Italians have just replaced former Prime Minister Silvio Berlusconi, a leader not known for his assidous leadership. For many of them, the Concordia lying on its side is a symbol of a country still somewhat adrift from a debt crisis and longtime leader mired in scandal.

"We had just come out of the tunnel of Bunga Bunga," writes blogger Caterina Soffici on Il Fatto Quotidiano and quoted in the Guardian. "We were just drawing that little, relieved breath that would enable us to toil again up the hill to international credibility. But [now] … We've gone straight into the Titanic nightmare [and] Italy is once again the laughing stocking of foreign newspapers."

The crisis of leadership extends beyond Italy and has been written about extensively – and the Concordia is a good metaphor. The glamorous euro is in crisis, breached on rocky shoals of Greece, Portugal, and Italy. For two years, European captains have equivocated about what to do as the ship lists, taking on more water. 

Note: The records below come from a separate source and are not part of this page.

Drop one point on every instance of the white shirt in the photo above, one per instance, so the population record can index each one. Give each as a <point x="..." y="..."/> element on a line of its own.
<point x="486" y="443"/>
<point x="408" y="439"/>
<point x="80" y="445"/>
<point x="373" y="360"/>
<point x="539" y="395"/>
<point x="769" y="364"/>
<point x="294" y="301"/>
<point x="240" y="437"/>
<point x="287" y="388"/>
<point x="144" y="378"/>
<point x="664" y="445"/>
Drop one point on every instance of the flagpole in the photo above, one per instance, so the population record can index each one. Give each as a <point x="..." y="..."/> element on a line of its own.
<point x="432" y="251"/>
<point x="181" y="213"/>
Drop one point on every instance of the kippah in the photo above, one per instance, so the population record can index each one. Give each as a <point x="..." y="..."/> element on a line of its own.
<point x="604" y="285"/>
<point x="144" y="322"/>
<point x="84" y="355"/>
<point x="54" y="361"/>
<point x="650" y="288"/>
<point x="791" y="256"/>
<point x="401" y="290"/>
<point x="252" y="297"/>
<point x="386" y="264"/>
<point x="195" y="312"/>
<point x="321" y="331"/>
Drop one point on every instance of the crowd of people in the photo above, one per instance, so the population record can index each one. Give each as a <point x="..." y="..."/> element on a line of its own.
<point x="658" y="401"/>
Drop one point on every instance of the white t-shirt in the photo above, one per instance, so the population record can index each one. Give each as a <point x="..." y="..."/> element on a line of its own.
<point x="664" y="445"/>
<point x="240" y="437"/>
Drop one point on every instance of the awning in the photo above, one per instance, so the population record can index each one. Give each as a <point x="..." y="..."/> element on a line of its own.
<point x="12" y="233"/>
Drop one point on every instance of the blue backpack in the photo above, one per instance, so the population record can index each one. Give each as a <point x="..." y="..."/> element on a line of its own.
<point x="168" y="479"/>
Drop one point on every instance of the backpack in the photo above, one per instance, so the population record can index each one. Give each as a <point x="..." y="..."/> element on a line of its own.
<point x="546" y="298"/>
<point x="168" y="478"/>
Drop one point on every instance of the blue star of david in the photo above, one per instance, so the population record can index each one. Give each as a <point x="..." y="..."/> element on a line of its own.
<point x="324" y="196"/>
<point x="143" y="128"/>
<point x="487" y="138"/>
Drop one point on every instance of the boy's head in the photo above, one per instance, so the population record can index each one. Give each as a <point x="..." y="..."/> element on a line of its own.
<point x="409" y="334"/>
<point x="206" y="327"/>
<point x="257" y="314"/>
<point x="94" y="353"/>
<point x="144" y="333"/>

Historians are still writing about the larger meaning of the Titanic, 100 years later. In 1910, just before the "unsinkable" symbol of man's mastery of the oceans sank, Virginia Woolf wrote, “human nature changed.” The behavior of the Titanic crew – the mistakes, the sinking – have been read almost as a cultural Rorschach, describing the beginning of modernity and an "age of anxiety" and questions about old Anglo-Saxon presumptions of dominance, among many others.